Met uitzondering van de Engelse koninklijke familie zullen er weinig families zijn waarover door de eeuwen heen zoveel geroddeld is als over de Joodse bankiersfamilie Rothschild. Het is vaak moeilijk feit van fictie te onderscheiden. Schrijver en producer Julian Fellowes, het brein achter de successerie Downton Abbey, werkt op dit moment aan een nieuw kostuumdrama voor televisie over deze dynastie. Het NIW portretteert in deze serie zes opvallende telgen uit dit roemruchte geslacht. Deze week deel 5: Philippine Mathilde Camille, barones de Rothschild.
Het moet voor Philippine de Rothschild een traumatische ervaring zijn geweest.
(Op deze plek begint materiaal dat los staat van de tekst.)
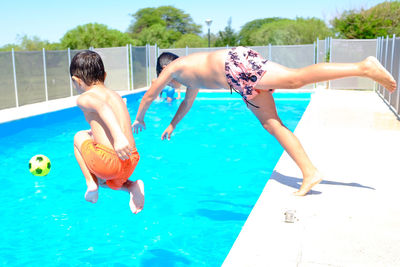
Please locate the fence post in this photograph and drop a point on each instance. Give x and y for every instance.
(315, 58)
(398, 92)
(269, 51)
(147, 66)
(377, 57)
(381, 60)
(15, 77)
(330, 57)
(70, 78)
(386, 56)
(45, 73)
(127, 66)
(155, 56)
(391, 61)
(133, 81)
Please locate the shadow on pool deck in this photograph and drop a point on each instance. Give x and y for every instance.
(295, 182)
(350, 219)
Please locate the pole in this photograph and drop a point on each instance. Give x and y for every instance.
(15, 77)
(208, 37)
(45, 74)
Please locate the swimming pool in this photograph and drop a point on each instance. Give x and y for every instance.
(200, 187)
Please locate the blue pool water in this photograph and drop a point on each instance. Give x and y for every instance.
(200, 187)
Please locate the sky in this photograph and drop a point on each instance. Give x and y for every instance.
(50, 20)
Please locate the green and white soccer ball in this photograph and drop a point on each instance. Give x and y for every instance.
(39, 165)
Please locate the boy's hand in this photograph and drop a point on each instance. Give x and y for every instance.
(167, 133)
(138, 126)
(122, 147)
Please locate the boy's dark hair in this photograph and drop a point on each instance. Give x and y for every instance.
(163, 60)
(87, 66)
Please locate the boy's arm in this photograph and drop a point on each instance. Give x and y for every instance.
(90, 103)
(151, 94)
(183, 109)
Juni 1944, een paar weken na de invasie van de geallieerden op de Normandische kust, valt de Gestapo het huis in Parijs binnen en wordt haar moeder, Elisabeth Pelletier de Chambure, voor haar ogen opgepakt en weggevoerd. Philippine is dan tien jaar oud. Ze zal haar moeder nooit meer terugzien. Elisabeth wordt twee maanden in Parijs gevangen gehouden en vlak voor de bevrijding van Parijs in een van de laatste veewagons naar het oosten gedeporteerd. Zij is de enige Rothschild die in een concentratiekamp wordt vermoord, in Ravensbrück. De officiële datum van haar overlijden is 23 maart 1945, kort voordat de Russen het kamp bevrijden. Wat er precies met haar is gebeurd zal niemand ooit weten.
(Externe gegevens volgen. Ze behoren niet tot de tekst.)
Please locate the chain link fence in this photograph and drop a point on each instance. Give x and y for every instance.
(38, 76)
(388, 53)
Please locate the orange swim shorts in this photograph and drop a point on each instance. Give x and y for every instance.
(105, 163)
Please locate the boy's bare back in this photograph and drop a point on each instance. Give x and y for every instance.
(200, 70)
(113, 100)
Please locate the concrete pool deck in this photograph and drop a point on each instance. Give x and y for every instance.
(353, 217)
Als door een wonder wordt Philippine in Parijs gered. Alleen omdat tijdens de inval Philippine een SS’er doet denken aan zijn eigen dochtertje, dat net zo oud is als zij, laat hij haar gaan.
Bon vivant
Het verhaal van Philippine de Rothschild begint op 22 november 1933. Haar moeder, de mooie Elisabeth, maakt deel uit van de Franse aristocratie. Ze is getrouwd met de vijftien jaar oudere Belgische jonkheer Marc de Becker-Rémy. In 1933 schenkt Elisabeth het leven aan een dochtertje: Philippine. Maar de jonkheer is haar vader niet. Dat is Philippe de Rothschild, met wie Elisabeth al langer een gepassioneerde relatie heeft. Het veroorzaakt een groot schandaal. De jonkheer dreigt Philippine zelfs te ontvoeren en Elisabeth uit de ouderlijke macht te ontzetten. Er moet een rechtszaak aan te pas komen. Uiteindelijk scheidt Elisabeth in 1934 van De Becker-Rémy, waarna ze al snel met Philippe trouwt. Zij rooms-katholiek en van adel, hij een telg uit de roemruchte Rothschild-dynastie. Elisabeth zal zich nooit tot het jodendom bekeren, ze blijft katholiek.
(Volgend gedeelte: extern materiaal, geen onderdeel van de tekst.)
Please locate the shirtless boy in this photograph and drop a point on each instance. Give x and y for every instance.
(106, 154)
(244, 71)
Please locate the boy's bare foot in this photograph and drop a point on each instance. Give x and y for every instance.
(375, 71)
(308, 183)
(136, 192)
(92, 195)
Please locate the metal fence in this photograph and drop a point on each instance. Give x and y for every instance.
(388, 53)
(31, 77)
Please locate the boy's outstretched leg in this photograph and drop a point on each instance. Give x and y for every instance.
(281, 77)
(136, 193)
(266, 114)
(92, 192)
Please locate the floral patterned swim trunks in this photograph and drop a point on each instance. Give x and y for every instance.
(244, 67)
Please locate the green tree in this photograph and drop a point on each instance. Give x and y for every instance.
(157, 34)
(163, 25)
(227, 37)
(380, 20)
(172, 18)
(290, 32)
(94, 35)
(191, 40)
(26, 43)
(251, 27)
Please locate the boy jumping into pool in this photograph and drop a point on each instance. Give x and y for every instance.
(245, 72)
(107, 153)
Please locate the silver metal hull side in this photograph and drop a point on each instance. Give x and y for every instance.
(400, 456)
Philippe is een flamboyante man, een playboy, een bon vivant. Hij wint als autocoureur met zijn Bugatti diverse grand-prixraces, grote prijzen in de zeilwereld, is theater- en filmproducent en schrijft filmscripts en toneelstukken. Dat laatste is een talent dat hij van zijn vader, baron Henri, heeft geërfd. Als Philippe twaalf is en de Eerste Wereldoorlog uitbreekt, wordt hij door zijn familie in veiligheid gebracht op een landgoed van de De Rothschilds in het afgelegen Pauillac, een dorpje in de Médoc, een streek aan de Franse westkust.
(Wat betreft de namen Rothschild en De Rothschild: de Franse tak van de familie nam ooit het lidwoord aan bij haar verheffing in de adelstand. De andere families deden dat niet.)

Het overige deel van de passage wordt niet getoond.